IT’S A TOUGH TIME to be a Scottish Conservative. While Brexit has not been the apocalypse many forecasted – as of today, the UK is set for an economicrebound, while Europe slumps after a stalled vaccination effort – it remains unpopular north of the border, particularly when it arrives in a package marked “Boris Johnson”. In that context, perhaps Douglas Ross has been a victim of circumstances.
But the party struggles with a more basic problem: they cannot articulate any Scottish message beyond hard unionism. Their diagnosis is that public services are failing because Nicola Sturgeon spends her time obsessing over independence. Their prognosis is that the SNP, with a motley band of Alba-ists and Greens, will plunge Scotland into a new referendum, constitutional chaos and ultimately a sort of North Atlantic Juche economy. Sturgeon, they charge, is insufficiently managerial – an ideologue and a demagogue, like her predecessor. This, in essence, remains the one and only Scottish Conservative message.
The trouble is, none of this has any emotional resonance. Formally, of course, the SNP remains committed to independence, but that marks no change since 2016, so any terror has dissipated. Middle class unionist Scotland isn’t quaking in its boots. They know there will be a halfhearted plea for a referendum; they know Boris Johnson will demur. And they expect that to be that for another five years, give or take some performative playacting.
Indeed, if anyone is obsessed with independence, it is surely the Conservatives. One eagle-eyed student noted that a Tory election leaflet mentioned a putative referendum 32 times without articulating a single policy offer. But they are playing to fears that don’t really exist. Sturgeon’s hegemonic success consists in talking up independence at party conference season, enough to keep the base onside, while being generally seen as a safely managerial figure of the status quo. Unionist Scotland more or less trusts her not to rock any boats. The Tories resonate only with a rump vote of would-be foxhunters and Union Jack diehards.

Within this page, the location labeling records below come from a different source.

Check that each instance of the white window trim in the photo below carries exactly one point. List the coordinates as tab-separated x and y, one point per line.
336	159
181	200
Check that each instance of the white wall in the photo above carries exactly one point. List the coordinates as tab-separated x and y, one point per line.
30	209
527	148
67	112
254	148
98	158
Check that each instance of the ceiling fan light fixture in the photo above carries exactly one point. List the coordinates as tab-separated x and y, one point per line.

The outcome is that the Scottish Conservatives risk collapsing back into third place. They capture broadly the same vote – one in five of Scotland – as during the dearth of the Thatcher-Major-Blair era. To add to their problems, their leader Ross serves to epitomise perceptions of the party as swivel-eyed and out of touch. He is by far and away the most unpopular party leader, with the possible exception of Alex Salmond. His net satisfaction rating stands at -23.
The deeper issue is that, beyond unionism and a vague rural identity, it’s not clear what Scotland’s centre-right has to offer. They aren’t especially committed Thatcherites, railing against regulation and punishing the poor. They aren’t Brexiteers. They aren’t true populists. They aren’t talking up old Tory ideas of national identity, family values or the church: they are moderately socially conservative compared to the bloodless liberalism prevailing in Holyrood, but they rarely capitalise on this, and indeed seem rather bashful on these topics, preferring to style themselves as modern and pragmatic.
Essentially, they’ve struggled to find a role. Ruth Davidson capitalised on the anti-2014 backlash, but those fires are almost extinguished, and the new leader sounds so shrill that the Party seems tempted to relegate him from frontline campaigning. One party source said of Ross, “he needs to smile more”. So far, he’s had nothing to smile about.